Albert Einstein once said, “A system is only as good as its design.”  When we think about clinical trials there is no perfect study or ‘gold standard.’  Each available study design has its pros and cons.  It usually comes down to a calculation of what errors are researchers willing to accept at what cost. 

In statistics and epidemiology classes we learn that the higher your sample size or number of participants in your study, the less error or study bias you will have.  Each person you include in a study however increases the overall cost.  This is why most companies, particularly start ups have the goal of including the least number of participants at the cost of statistical power.  That is, studies with small numbers lose the ability to say with greater accuracy whether or not an effect they are seeing is true.  This is why drugs might appear safe and effective in Phase 1 and 2 trials, but bomb in Phase 3.

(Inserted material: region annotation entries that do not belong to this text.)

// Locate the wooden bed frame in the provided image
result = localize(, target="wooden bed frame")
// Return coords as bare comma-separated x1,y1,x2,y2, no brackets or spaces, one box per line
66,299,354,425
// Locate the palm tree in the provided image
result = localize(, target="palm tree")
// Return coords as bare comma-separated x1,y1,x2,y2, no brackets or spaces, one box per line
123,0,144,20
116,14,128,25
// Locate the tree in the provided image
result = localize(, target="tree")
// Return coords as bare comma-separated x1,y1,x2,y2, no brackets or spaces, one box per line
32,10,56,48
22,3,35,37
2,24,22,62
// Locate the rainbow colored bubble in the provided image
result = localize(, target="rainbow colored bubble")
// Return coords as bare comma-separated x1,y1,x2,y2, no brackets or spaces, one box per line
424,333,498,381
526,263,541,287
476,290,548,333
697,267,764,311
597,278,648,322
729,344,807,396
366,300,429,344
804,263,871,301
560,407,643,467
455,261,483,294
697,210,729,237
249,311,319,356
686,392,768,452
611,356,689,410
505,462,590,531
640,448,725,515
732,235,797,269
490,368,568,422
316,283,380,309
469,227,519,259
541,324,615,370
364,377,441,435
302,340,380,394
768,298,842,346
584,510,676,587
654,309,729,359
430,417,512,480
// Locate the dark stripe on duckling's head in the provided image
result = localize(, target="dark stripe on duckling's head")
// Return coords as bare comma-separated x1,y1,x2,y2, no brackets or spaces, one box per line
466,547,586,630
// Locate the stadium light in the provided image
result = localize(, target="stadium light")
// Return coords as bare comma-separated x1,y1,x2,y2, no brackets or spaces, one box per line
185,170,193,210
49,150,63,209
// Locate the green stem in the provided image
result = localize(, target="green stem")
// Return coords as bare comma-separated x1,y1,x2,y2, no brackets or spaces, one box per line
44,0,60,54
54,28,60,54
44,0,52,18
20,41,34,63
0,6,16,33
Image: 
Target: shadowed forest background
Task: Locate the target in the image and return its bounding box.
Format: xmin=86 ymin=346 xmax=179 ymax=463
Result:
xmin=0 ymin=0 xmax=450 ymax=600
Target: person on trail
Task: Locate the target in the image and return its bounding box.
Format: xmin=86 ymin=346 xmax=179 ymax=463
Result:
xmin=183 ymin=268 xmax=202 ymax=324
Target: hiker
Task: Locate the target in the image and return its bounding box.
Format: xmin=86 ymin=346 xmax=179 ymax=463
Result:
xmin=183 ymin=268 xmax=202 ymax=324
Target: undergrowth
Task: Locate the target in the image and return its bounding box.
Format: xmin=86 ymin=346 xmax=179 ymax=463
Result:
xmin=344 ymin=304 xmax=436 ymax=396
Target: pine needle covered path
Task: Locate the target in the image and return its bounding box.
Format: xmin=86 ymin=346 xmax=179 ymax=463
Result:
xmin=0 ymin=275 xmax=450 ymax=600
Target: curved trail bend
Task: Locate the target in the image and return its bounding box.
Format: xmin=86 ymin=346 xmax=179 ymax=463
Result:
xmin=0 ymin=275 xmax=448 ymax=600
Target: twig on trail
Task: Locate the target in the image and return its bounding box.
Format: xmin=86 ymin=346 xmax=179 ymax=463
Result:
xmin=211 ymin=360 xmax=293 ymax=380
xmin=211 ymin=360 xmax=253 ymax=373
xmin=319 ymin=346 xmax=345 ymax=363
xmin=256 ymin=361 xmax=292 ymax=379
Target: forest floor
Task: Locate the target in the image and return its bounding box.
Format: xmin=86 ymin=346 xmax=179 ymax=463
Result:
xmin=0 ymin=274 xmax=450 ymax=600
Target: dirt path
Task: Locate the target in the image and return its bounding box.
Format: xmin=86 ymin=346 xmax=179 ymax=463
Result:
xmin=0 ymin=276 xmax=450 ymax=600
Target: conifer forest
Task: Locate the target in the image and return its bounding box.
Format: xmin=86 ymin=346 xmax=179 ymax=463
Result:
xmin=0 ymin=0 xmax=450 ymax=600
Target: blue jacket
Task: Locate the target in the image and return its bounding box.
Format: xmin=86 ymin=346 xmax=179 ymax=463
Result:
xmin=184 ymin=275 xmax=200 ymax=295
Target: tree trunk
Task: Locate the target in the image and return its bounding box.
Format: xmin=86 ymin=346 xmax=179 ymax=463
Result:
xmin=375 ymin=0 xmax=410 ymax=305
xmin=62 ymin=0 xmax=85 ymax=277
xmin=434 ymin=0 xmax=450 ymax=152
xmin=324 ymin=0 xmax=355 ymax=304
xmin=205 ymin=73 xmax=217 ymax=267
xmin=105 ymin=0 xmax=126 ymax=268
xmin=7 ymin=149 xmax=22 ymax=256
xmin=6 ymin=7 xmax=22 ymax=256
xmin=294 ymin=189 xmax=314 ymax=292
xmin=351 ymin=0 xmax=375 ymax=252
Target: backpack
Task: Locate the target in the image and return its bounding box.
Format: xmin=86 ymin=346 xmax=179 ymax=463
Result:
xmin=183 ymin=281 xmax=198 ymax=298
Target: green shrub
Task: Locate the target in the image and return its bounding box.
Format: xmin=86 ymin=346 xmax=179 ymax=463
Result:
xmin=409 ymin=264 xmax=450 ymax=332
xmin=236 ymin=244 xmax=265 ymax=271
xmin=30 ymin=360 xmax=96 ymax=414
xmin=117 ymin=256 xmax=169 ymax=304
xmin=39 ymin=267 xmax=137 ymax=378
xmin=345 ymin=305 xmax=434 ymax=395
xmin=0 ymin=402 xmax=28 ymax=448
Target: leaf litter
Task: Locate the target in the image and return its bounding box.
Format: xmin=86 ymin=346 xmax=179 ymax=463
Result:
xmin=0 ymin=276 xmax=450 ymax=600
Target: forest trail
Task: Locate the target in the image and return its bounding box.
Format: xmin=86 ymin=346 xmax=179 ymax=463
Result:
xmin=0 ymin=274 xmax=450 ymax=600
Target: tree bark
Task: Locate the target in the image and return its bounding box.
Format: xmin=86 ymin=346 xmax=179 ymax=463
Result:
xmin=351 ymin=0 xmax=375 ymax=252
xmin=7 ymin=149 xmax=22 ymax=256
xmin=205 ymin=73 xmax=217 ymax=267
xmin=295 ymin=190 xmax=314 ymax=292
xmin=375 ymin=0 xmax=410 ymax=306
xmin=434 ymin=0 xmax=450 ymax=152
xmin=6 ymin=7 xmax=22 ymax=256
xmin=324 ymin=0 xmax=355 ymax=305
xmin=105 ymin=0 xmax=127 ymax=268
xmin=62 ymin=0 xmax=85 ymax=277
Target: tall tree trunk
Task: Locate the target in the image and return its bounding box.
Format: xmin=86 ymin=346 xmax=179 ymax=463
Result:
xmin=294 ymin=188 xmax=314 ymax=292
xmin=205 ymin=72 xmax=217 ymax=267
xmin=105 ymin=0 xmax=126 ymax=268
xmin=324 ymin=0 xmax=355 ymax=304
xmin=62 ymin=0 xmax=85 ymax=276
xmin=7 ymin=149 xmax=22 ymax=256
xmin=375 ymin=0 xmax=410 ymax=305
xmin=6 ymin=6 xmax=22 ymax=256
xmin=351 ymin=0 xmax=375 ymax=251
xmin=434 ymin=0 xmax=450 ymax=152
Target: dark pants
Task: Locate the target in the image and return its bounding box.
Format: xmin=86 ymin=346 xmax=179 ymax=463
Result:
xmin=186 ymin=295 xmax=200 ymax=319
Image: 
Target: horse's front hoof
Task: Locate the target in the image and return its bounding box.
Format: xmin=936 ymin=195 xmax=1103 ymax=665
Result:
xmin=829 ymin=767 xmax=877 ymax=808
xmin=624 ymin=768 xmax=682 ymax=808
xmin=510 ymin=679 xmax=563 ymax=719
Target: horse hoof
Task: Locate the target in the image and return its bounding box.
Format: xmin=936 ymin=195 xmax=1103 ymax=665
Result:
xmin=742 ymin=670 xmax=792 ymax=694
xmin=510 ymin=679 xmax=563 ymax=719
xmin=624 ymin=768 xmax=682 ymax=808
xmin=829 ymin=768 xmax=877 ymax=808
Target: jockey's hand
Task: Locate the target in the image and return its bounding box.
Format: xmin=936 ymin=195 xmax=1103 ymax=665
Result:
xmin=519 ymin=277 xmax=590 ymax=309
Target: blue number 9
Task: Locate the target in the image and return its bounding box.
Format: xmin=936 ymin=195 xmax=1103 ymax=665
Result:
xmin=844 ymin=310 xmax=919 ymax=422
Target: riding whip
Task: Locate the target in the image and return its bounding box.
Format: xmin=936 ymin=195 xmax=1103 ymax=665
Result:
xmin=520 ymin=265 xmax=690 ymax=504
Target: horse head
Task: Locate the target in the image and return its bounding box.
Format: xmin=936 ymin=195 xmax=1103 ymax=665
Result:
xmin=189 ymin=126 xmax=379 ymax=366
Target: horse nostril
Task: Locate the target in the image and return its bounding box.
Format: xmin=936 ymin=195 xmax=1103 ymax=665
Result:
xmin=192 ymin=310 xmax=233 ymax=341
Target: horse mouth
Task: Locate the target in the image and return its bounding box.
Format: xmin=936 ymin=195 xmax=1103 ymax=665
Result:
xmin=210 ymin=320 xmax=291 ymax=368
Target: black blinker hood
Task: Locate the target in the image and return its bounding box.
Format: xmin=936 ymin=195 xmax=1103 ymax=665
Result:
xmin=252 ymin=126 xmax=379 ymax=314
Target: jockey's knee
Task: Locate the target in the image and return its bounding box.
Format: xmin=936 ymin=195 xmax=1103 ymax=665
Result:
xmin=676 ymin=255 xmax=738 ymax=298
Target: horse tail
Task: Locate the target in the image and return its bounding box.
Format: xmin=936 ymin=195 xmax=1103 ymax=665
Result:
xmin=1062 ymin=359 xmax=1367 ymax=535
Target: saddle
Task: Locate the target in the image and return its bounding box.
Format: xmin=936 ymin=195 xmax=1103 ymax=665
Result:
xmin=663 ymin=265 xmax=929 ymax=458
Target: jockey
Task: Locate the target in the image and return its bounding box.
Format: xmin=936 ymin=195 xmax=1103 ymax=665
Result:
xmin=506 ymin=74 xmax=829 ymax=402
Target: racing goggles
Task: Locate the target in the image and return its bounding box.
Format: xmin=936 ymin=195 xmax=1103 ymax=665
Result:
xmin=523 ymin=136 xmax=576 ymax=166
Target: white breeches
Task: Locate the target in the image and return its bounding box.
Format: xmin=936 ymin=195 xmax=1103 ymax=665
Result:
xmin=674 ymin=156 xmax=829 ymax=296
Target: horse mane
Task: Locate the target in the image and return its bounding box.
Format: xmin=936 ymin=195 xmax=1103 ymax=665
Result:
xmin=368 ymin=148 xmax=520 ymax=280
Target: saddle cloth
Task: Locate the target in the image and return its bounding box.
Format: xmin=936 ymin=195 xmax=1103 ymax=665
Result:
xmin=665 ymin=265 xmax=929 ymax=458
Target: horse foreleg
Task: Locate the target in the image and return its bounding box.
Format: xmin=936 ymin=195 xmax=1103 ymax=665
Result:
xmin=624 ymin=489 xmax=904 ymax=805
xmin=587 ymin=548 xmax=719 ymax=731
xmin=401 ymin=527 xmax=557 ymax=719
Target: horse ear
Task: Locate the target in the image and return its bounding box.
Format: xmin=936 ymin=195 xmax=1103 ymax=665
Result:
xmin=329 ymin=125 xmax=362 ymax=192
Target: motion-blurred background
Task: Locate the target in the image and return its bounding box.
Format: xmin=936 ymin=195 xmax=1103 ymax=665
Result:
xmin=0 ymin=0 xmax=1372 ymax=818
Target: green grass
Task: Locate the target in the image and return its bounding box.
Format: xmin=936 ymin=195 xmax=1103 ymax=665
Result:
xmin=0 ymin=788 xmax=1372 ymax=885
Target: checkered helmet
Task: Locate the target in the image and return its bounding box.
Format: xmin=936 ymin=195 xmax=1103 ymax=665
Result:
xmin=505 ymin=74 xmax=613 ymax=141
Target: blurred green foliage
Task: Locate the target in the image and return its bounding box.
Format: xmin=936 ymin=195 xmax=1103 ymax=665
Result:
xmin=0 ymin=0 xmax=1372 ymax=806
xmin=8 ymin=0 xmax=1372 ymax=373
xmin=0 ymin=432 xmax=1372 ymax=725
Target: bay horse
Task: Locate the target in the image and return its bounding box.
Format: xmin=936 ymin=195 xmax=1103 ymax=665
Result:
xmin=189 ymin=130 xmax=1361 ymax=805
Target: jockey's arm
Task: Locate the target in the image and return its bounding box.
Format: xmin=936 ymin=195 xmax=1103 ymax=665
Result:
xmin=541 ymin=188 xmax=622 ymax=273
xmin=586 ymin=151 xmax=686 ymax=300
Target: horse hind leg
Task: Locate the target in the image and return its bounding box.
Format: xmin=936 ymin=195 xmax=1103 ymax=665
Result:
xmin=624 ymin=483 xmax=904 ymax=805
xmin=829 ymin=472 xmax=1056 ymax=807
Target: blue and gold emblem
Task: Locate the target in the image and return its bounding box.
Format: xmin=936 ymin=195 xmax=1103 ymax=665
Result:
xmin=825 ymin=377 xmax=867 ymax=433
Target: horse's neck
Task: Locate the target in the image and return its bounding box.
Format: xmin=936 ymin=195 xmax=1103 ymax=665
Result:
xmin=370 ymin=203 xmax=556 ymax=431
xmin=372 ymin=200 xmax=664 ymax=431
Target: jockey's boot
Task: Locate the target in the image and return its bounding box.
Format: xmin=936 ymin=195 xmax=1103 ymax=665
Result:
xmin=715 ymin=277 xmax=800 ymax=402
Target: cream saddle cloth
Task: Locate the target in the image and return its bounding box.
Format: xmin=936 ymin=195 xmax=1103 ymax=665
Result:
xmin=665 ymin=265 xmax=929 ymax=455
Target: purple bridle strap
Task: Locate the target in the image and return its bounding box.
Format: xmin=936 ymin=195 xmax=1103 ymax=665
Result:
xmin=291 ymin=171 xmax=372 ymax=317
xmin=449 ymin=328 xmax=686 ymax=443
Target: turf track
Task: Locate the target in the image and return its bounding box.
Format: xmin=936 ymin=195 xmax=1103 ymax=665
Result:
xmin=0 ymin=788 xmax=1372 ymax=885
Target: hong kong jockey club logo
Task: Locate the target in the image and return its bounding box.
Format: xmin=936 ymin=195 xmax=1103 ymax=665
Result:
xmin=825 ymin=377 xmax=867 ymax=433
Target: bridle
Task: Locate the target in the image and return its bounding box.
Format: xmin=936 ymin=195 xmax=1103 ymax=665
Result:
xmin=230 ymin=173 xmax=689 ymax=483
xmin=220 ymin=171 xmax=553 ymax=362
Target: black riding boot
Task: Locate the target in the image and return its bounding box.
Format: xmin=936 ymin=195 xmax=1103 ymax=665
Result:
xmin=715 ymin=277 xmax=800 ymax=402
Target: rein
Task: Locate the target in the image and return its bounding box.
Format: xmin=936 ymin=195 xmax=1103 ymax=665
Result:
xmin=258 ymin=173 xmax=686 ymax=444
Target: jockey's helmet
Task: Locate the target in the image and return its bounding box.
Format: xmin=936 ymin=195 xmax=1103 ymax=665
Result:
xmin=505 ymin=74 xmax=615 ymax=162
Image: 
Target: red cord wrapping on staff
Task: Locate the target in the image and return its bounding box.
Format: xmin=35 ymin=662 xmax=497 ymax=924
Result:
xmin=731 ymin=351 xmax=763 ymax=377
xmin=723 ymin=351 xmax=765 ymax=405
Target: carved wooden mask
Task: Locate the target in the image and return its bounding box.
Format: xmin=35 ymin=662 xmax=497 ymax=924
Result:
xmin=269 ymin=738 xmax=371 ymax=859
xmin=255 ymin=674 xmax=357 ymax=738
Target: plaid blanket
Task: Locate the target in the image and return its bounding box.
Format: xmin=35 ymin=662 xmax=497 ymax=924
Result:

Now is the time to reconsider clinical trial designs for people with ALS.  The ALS Association is looking to put together a guidance document for the FDA on among many things, clinical trial design. 

Tell the U.S. FDA and industry that you want more options to try experimental drugs and faster clinical trial processes through futility designs in Phase 1, two-stage designs in Phase I/Phase 2 and Phase 2/Phase 3, relaxed entry criteria, increased sample size, and lead-in designs.  Ask policymakers to increase funding and work with industry to eliminate barriers to increasing sample sizes.    
        
References
Byar et al (1990).  Design Considerations for AIDS Trials.  New England Journal of Medicine, 323(19), 1343-1347.

Schoenfeld and Cudkowicz (2008).  Design of Phase II ALS clinical trials.  Amylotrophic Lateral Sclerosis, 9: 16-23.